Media Releases, Opinion article written on the 05 Oct 2007

His name is Bunlaamb and he lives on the banks of the usually-sanguine Se San River in north-eastern Cambodia. But for the last seven years, the life of this farmer-fisherman, and the rest of his village, has been turned upside down by sudden water fluctuations caused by a series of large hydropower dams built upstream, on the Vietnamese side of the border.
"People used to be very happy. They were able to catch fish from many places. But then floods started. At first, we didn’t know why the flooding happened. When we returned to our village after the flooding, our rice fields were destroyed and our chickens washed away. Villagers are scared now, many people have moved away”
Bunlaamb’s story is illustrative of the plight of scores of rural communities across the Mekong region, where there is a massive program of hydropower development currently underway. This is largely the brainchild of the Asian Development Bank (ADB), which over the last decade and a half has spearheaded a grand vision of ‘regional integration’ for the six Mekong countries, essentially seeking to form them into one borderless economy – the Greater Mekong Subregion. Key to this process are large scale infrastructure developments – trans-national highways, hydropower dams, regional energy grids and river dredging for heavy freight barges. As a result the region’s economies are booming, but at what cost? Communities of poor, marginalized and ethnic minority groups seem to have been the main casualties along the way.

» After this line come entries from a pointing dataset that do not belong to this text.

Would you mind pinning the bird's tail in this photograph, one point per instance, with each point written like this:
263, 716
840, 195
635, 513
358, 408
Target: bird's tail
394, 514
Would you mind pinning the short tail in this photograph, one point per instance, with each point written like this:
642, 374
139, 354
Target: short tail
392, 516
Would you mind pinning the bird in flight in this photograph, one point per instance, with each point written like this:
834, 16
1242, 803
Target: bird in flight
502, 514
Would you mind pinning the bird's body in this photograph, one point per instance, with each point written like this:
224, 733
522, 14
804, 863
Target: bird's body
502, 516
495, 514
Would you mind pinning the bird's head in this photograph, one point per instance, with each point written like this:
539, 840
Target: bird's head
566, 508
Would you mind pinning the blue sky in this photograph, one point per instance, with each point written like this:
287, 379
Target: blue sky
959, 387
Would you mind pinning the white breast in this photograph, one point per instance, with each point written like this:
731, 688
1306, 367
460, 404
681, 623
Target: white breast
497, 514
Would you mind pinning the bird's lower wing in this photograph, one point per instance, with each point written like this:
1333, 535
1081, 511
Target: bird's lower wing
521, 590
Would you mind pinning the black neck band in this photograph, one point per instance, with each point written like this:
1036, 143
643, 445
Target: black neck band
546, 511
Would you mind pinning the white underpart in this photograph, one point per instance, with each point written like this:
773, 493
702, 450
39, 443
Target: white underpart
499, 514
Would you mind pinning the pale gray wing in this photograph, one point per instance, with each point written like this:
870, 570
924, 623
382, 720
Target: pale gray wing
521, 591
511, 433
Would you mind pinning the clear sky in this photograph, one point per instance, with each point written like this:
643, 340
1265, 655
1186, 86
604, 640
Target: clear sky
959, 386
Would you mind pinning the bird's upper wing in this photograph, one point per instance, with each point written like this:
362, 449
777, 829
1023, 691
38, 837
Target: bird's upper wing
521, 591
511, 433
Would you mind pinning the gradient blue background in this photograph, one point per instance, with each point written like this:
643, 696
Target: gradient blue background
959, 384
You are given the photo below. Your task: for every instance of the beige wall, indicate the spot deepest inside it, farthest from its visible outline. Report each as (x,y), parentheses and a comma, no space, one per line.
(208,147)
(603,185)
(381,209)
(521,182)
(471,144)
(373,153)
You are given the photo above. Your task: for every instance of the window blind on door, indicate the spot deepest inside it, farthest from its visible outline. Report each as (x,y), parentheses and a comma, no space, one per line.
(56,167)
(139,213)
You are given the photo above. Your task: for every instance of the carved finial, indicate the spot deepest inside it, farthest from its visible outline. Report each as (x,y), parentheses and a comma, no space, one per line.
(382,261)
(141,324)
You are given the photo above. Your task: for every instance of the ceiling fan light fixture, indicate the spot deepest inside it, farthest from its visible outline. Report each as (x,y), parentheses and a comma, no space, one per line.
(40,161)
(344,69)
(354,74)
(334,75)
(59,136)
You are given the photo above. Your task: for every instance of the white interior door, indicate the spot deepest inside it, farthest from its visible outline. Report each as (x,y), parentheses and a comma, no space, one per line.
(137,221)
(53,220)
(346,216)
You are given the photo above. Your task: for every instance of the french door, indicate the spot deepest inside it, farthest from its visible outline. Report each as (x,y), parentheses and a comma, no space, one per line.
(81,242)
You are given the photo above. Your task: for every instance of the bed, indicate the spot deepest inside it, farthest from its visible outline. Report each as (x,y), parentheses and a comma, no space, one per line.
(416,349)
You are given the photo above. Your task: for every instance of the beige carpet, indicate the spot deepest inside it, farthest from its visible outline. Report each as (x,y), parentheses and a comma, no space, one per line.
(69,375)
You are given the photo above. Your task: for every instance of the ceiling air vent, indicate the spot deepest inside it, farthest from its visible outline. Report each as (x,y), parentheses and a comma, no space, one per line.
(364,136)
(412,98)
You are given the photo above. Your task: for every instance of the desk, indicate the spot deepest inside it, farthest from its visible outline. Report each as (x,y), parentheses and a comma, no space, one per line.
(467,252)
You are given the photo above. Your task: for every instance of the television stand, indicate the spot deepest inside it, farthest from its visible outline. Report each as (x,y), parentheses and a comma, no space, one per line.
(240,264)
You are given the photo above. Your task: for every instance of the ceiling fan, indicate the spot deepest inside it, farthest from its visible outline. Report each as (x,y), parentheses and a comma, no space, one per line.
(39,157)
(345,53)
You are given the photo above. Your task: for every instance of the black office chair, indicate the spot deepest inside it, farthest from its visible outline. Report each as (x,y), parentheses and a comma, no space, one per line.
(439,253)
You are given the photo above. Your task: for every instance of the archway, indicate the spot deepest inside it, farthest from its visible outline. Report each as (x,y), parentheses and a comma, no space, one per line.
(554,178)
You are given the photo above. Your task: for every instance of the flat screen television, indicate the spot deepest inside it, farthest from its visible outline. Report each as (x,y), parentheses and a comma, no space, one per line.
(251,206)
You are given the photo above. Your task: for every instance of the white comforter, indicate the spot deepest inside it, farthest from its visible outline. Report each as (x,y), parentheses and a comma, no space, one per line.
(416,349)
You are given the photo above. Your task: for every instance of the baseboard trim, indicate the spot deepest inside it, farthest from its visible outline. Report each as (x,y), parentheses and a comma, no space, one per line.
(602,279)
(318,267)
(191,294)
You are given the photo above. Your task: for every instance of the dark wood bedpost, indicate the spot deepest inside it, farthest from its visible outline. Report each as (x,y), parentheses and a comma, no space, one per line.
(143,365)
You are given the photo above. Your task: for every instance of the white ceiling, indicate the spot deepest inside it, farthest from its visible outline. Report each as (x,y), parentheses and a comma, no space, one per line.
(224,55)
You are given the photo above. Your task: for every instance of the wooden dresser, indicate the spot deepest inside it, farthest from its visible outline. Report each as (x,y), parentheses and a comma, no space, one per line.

This week delegates from mainland Southeast Asia and Australia gathered at the University of Sydney for a major conference on development in the Mekong Region (Laos, Cambodia, Thailand, Vietnam, Burma and southern China). And one of the key questions there should be – when does Australian overseas aid bring about positive changes for poor people and when can it actually have negative impacts upon their quality of life?
The question is unlikely to be put as boldly, but it is essentially the question that will underlie much of what is talked about at the conference. In particular, the role of Australia’s aid program in the Mekong region will be brought sharply into focus.
This week Oxfam Australia released a report, examining the negative impacts of economic change in the Mekong region. One of the most important findings is that while average incomes may be rising, many of the rural poor (and especially ethnic minorities) are actually experiencing declining quality of life. This is mainly due to the destruction of the forests and rivers upon which they depend for food, drinking, housing, medicines etc.
For example, in Sekong Province in Laos people derive enormous benefit from the forest, even though average annual incomes are little more than $150 per year. If they lose access to forest resources (which is rapidly happening), it would take a rise in annual income of over $600 to stop a decline in their standard of living.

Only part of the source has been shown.